I got into clutch pencils late. I'm a fan of the old-fashioned wooden kind (2B) which I enjoy sharpening with a pocket knife (a 60mm Laguiole) or the aluminium-bodied sharpener that my grandfather gave me, which I've carried around the globe several times. When I was in Bali the humidity was so intense that graphite was the only thing that could make a mark on the wilting page but in London both knives and wood shavings are frowned upon so I picked up a plastic-barrelled clutch from Ryman's in Oxford Street and have never looked back.
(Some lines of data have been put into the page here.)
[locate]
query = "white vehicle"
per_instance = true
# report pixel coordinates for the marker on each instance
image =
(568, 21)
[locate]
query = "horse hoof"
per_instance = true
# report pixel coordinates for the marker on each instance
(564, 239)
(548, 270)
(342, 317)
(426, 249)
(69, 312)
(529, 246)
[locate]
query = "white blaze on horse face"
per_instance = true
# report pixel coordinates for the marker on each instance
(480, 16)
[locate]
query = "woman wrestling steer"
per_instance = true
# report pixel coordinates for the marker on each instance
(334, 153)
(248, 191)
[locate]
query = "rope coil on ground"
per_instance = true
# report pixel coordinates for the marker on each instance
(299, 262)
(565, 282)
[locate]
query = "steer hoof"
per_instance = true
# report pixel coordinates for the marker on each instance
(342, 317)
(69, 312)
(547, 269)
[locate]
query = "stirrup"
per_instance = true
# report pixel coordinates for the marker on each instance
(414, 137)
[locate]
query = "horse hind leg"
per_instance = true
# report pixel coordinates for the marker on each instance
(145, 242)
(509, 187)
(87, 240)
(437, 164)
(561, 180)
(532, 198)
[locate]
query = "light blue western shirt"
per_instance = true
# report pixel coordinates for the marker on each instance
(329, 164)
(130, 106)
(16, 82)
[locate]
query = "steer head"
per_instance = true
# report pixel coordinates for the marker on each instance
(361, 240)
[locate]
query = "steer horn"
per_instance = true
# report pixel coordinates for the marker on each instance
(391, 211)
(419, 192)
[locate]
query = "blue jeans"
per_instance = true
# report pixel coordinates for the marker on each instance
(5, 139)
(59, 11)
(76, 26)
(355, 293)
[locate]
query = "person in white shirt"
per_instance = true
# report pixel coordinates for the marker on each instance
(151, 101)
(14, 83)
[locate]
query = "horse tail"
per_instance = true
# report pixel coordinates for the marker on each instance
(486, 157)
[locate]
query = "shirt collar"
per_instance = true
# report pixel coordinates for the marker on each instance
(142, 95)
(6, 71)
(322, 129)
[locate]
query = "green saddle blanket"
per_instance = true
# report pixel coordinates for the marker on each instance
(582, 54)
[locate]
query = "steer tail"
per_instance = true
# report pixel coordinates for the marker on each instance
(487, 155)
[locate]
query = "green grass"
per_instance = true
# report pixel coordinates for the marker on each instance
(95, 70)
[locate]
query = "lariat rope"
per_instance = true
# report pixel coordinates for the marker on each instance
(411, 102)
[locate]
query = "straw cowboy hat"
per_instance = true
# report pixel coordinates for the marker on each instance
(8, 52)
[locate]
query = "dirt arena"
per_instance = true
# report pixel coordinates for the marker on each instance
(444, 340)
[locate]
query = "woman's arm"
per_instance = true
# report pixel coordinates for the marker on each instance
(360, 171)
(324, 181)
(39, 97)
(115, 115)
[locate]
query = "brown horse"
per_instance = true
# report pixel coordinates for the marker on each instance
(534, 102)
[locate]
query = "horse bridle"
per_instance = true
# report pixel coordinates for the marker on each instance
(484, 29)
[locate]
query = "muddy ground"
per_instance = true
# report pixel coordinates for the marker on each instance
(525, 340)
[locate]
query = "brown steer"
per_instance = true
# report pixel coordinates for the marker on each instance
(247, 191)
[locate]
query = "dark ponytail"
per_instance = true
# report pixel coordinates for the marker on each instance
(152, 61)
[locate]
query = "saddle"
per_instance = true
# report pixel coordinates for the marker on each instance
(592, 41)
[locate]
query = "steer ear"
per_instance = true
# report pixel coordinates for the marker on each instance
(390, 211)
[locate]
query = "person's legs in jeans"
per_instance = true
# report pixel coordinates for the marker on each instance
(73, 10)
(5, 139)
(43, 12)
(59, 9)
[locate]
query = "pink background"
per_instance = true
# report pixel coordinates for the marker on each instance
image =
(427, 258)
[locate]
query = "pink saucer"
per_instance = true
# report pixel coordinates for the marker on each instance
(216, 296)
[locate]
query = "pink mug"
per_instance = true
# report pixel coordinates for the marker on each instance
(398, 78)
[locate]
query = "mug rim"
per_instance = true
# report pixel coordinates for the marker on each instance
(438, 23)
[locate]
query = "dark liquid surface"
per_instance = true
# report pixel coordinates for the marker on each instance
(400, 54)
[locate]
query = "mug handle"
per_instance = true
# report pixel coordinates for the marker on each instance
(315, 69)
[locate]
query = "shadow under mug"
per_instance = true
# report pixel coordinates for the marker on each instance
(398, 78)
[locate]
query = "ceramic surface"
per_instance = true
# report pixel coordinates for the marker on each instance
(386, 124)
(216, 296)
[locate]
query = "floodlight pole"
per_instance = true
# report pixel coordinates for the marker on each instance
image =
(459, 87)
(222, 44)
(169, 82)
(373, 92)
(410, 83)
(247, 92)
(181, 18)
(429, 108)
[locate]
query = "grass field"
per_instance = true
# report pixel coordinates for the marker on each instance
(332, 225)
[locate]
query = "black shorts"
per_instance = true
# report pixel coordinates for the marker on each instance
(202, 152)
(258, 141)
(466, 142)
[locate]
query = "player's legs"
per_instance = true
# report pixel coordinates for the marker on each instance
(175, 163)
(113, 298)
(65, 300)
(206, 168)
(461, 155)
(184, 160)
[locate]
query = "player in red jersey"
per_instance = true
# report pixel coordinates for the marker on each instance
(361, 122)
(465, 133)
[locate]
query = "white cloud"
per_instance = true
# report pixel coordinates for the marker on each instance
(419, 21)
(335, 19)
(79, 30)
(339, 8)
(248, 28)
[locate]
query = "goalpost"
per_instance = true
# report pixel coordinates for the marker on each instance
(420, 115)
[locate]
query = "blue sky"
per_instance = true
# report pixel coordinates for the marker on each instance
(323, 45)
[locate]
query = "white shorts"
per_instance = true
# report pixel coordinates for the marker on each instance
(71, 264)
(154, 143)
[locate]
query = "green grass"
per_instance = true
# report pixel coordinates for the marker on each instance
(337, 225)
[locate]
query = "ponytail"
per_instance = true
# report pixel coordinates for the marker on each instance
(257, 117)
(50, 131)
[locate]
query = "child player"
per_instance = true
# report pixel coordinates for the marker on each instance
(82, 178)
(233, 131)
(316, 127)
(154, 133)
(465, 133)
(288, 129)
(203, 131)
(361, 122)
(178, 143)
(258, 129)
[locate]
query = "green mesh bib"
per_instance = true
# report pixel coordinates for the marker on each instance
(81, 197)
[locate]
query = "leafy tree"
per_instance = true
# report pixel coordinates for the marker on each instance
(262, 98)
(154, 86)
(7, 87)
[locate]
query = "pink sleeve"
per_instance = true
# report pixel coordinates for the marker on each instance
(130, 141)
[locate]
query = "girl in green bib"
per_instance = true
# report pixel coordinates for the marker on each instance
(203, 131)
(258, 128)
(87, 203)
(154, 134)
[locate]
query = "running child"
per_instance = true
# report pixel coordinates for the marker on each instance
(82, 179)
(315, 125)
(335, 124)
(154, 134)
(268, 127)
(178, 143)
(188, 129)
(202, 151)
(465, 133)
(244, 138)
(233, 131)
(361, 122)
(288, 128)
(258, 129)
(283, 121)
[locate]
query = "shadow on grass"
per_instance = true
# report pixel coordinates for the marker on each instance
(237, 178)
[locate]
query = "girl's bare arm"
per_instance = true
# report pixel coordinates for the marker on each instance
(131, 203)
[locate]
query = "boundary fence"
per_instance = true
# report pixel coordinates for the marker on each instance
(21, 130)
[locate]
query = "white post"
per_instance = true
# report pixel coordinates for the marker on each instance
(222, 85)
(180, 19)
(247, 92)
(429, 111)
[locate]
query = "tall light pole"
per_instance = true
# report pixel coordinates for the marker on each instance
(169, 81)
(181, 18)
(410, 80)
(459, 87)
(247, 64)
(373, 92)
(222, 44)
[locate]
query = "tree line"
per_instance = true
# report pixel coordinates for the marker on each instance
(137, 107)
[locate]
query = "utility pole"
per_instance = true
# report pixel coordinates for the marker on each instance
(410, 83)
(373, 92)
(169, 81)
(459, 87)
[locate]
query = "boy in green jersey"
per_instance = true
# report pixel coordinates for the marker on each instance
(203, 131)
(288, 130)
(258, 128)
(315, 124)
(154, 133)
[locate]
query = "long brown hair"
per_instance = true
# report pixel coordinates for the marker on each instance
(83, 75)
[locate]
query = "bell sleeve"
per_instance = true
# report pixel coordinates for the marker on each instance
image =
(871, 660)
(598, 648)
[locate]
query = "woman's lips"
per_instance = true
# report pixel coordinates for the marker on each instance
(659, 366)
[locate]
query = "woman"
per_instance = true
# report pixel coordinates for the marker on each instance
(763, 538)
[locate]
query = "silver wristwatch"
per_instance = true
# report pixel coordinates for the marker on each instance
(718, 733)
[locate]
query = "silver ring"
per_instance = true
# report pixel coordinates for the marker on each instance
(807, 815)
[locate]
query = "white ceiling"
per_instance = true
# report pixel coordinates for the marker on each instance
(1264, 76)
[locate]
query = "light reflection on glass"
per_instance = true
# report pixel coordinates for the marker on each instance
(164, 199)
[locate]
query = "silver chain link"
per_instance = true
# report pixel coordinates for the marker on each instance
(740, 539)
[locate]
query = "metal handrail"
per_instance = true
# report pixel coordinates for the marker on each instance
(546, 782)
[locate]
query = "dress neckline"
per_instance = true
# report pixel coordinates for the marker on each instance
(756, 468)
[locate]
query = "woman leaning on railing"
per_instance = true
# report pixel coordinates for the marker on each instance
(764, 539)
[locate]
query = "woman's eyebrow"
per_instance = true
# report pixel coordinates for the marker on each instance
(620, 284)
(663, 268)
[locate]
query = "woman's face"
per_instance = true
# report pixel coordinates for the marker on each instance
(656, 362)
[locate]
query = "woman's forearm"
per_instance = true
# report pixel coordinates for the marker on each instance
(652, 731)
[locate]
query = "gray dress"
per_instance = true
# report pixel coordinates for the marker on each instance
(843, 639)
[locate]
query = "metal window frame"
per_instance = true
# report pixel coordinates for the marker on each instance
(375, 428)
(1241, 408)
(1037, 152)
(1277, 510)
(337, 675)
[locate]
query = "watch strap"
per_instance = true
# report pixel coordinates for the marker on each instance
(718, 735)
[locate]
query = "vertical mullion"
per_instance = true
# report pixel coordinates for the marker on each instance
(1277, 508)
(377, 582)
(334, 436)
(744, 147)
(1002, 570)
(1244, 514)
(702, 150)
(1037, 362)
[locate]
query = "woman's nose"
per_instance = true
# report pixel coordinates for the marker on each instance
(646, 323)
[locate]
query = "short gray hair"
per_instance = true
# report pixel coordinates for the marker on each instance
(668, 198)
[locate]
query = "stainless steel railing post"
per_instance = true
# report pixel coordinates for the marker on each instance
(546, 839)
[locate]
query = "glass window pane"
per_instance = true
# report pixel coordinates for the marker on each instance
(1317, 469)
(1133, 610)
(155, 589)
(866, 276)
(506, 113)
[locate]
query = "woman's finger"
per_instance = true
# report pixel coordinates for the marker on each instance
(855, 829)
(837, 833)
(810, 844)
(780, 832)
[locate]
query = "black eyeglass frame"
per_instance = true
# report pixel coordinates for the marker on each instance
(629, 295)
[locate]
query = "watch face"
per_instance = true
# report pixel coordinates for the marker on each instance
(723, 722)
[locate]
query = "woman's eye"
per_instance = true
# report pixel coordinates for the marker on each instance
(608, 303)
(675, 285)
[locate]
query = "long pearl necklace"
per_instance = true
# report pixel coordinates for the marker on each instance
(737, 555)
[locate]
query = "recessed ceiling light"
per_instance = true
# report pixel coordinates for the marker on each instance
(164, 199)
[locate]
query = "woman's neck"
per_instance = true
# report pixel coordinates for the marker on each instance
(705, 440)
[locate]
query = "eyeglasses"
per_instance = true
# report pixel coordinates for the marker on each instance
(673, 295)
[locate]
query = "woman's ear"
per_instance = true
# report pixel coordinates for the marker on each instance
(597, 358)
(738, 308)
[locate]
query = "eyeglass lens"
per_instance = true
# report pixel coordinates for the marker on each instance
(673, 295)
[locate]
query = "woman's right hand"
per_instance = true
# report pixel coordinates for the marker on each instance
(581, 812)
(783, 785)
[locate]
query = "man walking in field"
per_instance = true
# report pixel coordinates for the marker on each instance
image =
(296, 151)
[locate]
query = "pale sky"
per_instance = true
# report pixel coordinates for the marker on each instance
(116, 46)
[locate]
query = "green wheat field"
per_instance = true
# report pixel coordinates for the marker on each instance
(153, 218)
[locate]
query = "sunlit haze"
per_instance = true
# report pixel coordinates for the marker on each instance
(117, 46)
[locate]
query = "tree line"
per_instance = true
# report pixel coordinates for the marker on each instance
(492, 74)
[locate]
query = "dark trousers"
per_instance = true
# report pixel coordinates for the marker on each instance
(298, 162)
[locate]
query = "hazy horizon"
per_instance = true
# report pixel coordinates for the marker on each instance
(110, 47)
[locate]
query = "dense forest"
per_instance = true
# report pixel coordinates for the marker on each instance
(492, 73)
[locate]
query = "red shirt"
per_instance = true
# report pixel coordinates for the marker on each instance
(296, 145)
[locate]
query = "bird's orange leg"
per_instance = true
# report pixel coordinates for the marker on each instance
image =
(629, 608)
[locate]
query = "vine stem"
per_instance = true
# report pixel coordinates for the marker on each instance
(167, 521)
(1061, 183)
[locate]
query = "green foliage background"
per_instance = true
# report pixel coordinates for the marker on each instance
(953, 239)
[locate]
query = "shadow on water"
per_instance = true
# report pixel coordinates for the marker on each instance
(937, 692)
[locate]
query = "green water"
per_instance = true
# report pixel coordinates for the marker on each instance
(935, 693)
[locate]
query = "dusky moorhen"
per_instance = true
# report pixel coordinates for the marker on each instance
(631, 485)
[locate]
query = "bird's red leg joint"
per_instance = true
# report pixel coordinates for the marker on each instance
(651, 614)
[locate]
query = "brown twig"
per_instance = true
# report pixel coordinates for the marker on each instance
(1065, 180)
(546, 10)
The Staedtler pictured here is aluminium with a plastic cap - 2B, 0.5mm leads. The metal barrel encourages the user to press harder than necessary - it's like holding a scalpel or a dentist's tool - but it has a nice action on newsprint, which is good for the NYT crossword. The Staedtler is also extremely well-balanced, and cylindrical. (With clutch pencils many people go for Pentels which are hexagonal, too short and set with a clip that's too low in the body. Fine for sketching perhaps, but useless for writing.)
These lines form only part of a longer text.